Der ungarische Ministerpräsident Viktor Orban gilt als langjähriger enger Freund Putins. 

Kompliziert ist die Lage in Ungarn deshalb, weil die Regierungspartei Fidesz und Ministerpräsident Viktor Orban zwar alle Massnahmen der EU gegen Russland derzeit mittragen, aber zugleich eigene Interessen verfolgen. Die Partei hat regelmässig russlandkritische Resolutionen blockiert, Parteichef Orban gilt als langjähriger enger Freund Putins. Auch die Wirtschaftsbeziehungen sind eng, Kredite, Technik und Gas aus Russland sind für Fidesz und Orban existenziell. Derzeit verurteilt Orban den Angriffskrieg, in regierungsnahen Medien finden sich aber noch prorussische Kommentare.

Italien

Der italienische Rechtspopulist Matteo Salvini ist bei einem Besuch an der polnisch-ukrainischen Grenze wegen seiner in der Vergangenheit offen geäusserten Bewunderung für Putin verbal angegangen worden. «Kein Respekt für Sie», rief ihm der Bürgermeister der Stadt Przemysl während einer Pressekonferenz zu.
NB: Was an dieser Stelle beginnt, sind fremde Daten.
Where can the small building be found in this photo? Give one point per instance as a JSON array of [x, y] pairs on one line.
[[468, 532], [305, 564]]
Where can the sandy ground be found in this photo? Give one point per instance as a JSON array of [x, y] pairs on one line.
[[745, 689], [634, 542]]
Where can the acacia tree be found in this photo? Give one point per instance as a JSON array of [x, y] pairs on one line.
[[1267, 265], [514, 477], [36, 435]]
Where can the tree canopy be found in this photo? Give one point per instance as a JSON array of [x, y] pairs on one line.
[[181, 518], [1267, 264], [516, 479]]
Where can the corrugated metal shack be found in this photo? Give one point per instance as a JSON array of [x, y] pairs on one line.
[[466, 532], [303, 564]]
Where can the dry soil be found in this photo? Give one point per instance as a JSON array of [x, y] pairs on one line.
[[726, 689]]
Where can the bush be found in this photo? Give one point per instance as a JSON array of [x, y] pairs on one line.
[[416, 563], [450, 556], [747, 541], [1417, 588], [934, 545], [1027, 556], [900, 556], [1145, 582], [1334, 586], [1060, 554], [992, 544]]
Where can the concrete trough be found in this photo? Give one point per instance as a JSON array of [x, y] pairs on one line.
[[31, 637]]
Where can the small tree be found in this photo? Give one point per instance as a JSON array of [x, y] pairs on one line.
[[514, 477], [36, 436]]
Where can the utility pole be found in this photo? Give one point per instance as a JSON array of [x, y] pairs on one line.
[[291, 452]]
Das Parlament in Rom ist voll von ehemaligen «Putiniani», von Putin-Anhängern, die sich nun winden, um auf die dezidierte Regierungslinie unter Premier Mario Draghi umzuschwenken. Ex-Ministerpräsident Silvio Berlusconi nannte seinen Freund Putin einst «ein Geschenk des Herrn» und «meinen kleinen Bruder», nun erklärt er knapp: Er habe seit Kriegsbeginn noch nicht mit Putin telefoniert.

Noch grösser die Verlegenheit bei Matteo Salvini: Vor fünf Jahren hatte er seine rechtspopulistische Lega mit einem Partnerschaftsabkommen an Putins Partei gebunden. Salvini war Italiens «Chefputinianer» und zeigte sich sogar im T-Shirt mit Putin-Konterfei im Europaparlament. Recherchen italienischer Medien legen nahe, dass die Lega viel Geld aus Moskau erhalten haben könnte, was diese dementiert.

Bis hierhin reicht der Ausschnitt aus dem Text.